Summary: | 碩士 === 國立臺灣大學 === 護理學研究所 === 92 === Cancer has been the leading cause of death in Taiwan since 1982. Currently, lung cancer is the first cause of death for female and the second one for male cancer patients. However, many advanced lung cancer patients complained that their spiritual distress was not considered important or well dealt with. Moreover, most nursing staff didn’t know much about spiritual needs of such patients. Therefore, the main purpose of this exploratory qualitative study was to explore spiritual distress and spiritual needs of the patients with advanced lung cancer during their therapeutic transition and their development stage of unfulfilled and fulfilled spiritual needs. Purpose sampling was adopted to invite 19 advanced lung cancer patients from the oncology floor of a medical center in the north of Taiwan. Participant observation and in-depth face-to-face interview were employed to collect data. The total number of interview times was thirty-eight, averagely two times for each participant. The interview data were analyzed with descriptive analysis and qualitative content analysis.
The participants were aged between 38 and 81 and all but one male were married. Most of them (47%) had no education beyond elementary school. About 84% of the participants had a religious belief and most participants (32%) were Buddhists. Furthermore, 39% of the participants were informed of lung cancer within half a year. Most participants (63%) had fixed primary care givers in the hospital.
The results showed that the spiritual needs of the participants with advanced lung cancer during therapeutic transition were: (a) helping them accept their doctors’ diagnoses and increase their survival hope, (b) helping them establish concrete outlooks on life, value, and belief, (c) helping them feel fulfilled with love, (d) helping them build good relationships with God, and (e) helping them face death peacefully.
The results also indicated that the spiritual distress of the advanced lung cancer patients during therapeutic transition were derived from (a) a disturbance in the outlooks on life, value, and belief, (b) a disturbance in human love, (c) a disturbance in the relationship with God, and (d) fear of facing death. Only one participant didn’t have spiritual distress.
The fulfillment of the advanced lung cancer patients’ spiritual needs was involved with two-staged or three staged shock and adaptation. The three-staged fulfillment of spiritual needs included: (Stage 1) shock and initial adaptation, (Stage 2) spiritual distress, and (Stage 3) re-adaptation and spiritual satisfaction. The two-staged one included: (Stage 1) shock and initial adaptation and (Stage 2) re-adaptation & spiritual satisfaction. However, the fulfilled spiritual needs may become unfulfilled again due to patient wavering life belief and physical distress.
The unfulfillment of the advanced lung cancer patients’ spiritual needs was involved with three developmental stages: (Stage 1) shock and initial adaptation, (Stage 2) spiritual distress, and (Stage 3) re-adaptation & spiritual disturbance. Some other factors of the unfulfillment of spiritual needs related to patients or their family members contained (a) family fear of patients unable facing death, (b) family unwillingness to accept the truth or doctor’s diagnosis, (c) family restriction on visiting for protective isolation, (d) family unwillingness to accept the truth or doctor’s diagnosis, (e) patient’s unwillingness to talk, (f) patient’s verbal impairment due to medical treatment or the handicapped, or (g) patient’s atheism or patients losing faith on God. Furthermore, some other factors which unfulfilled the patients’ spiritual needs were related to the medical professionals. They were: (a) worry about intruding patient privacy, (b) worry about the religious conflict with patients, (c) lack of spiritual care knowledge, (d) lack of time or (e) inadequate self-preparation.

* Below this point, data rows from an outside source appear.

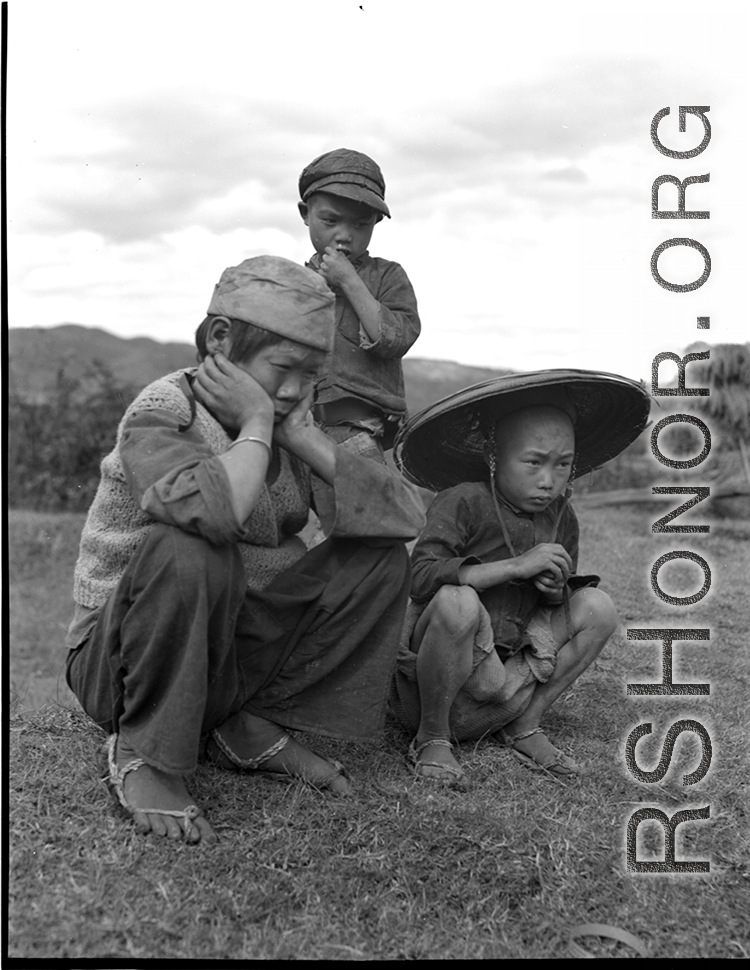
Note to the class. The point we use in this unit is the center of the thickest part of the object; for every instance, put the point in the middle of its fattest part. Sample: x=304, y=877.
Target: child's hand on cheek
x=335, y=268
x=297, y=424
x=230, y=393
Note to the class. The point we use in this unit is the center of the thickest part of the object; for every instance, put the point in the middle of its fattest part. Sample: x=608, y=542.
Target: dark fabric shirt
x=463, y=529
x=366, y=369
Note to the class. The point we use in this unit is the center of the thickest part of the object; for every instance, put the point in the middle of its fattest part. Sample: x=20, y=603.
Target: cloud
x=170, y=161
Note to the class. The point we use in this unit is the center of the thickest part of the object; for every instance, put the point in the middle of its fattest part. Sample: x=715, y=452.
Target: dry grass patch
x=403, y=869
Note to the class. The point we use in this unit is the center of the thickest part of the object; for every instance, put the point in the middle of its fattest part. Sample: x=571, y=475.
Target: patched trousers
x=182, y=644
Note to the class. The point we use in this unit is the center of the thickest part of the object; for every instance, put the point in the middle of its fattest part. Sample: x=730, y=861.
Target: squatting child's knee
x=456, y=609
x=596, y=611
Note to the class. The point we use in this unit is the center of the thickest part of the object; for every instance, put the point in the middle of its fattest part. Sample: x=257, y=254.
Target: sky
x=152, y=144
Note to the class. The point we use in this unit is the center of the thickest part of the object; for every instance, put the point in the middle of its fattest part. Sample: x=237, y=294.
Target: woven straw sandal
x=557, y=763
x=233, y=762
x=451, y=777
x=117, y=778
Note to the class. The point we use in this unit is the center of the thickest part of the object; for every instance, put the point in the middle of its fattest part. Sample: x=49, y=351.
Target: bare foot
x=248, y=736
x=437, y=762
x=148, y=787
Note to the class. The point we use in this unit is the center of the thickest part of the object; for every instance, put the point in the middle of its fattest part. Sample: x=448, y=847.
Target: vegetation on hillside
x=55, y=445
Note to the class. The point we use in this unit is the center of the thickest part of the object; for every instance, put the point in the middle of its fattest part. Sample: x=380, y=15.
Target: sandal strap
x=415, y=750
x=456, y=772
x=250, y=764
x=117, y=777
x=510, y=739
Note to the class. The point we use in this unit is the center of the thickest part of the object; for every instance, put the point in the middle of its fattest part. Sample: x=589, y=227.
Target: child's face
x=341, y=223
x=534, y=450
x=286, y=371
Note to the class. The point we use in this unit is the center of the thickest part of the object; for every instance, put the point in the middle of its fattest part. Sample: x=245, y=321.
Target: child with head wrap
x=360, y=396
x=500, y=624
x=202, y=621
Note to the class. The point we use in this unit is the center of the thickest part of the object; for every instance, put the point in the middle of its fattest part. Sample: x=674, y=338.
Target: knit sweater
x=193, y=496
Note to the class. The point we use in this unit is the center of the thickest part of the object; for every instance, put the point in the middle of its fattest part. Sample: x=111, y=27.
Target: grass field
x=400, y=870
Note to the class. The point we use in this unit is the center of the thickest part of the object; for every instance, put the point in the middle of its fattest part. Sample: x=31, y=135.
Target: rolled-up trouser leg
x=160, y=665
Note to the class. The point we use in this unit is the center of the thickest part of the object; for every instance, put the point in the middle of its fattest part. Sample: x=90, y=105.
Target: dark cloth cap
x=443, y=445
x=346, y=173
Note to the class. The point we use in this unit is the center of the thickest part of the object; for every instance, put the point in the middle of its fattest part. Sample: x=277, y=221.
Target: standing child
x=500, y=623
x=360, y=397
x=200, y=614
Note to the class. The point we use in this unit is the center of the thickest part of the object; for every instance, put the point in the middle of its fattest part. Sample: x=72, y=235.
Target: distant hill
x=35, y=356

The findings of this study can help health care professionals (a) to detect the patients with spiritual distress as early as possible, (b) to accurately or precisely assess their spiritual distress and needs, and (c) to provide the patients and their family members with holistic nursing practice by actively unifying the help or support from the patients’ relatives and friends, the health care professionals, and religion or/and religious groups. Furthermore, they can help schools emphasize life and death, spiritual nursing, and palliative nursing education, which in turn facilitates health care professionals’ understanding the knowledge and skills in spiritual nursing. In addition, these findings could be a tool for quantitative questionnaire development and be a guide to the spiritual care model for domestic cancer patients.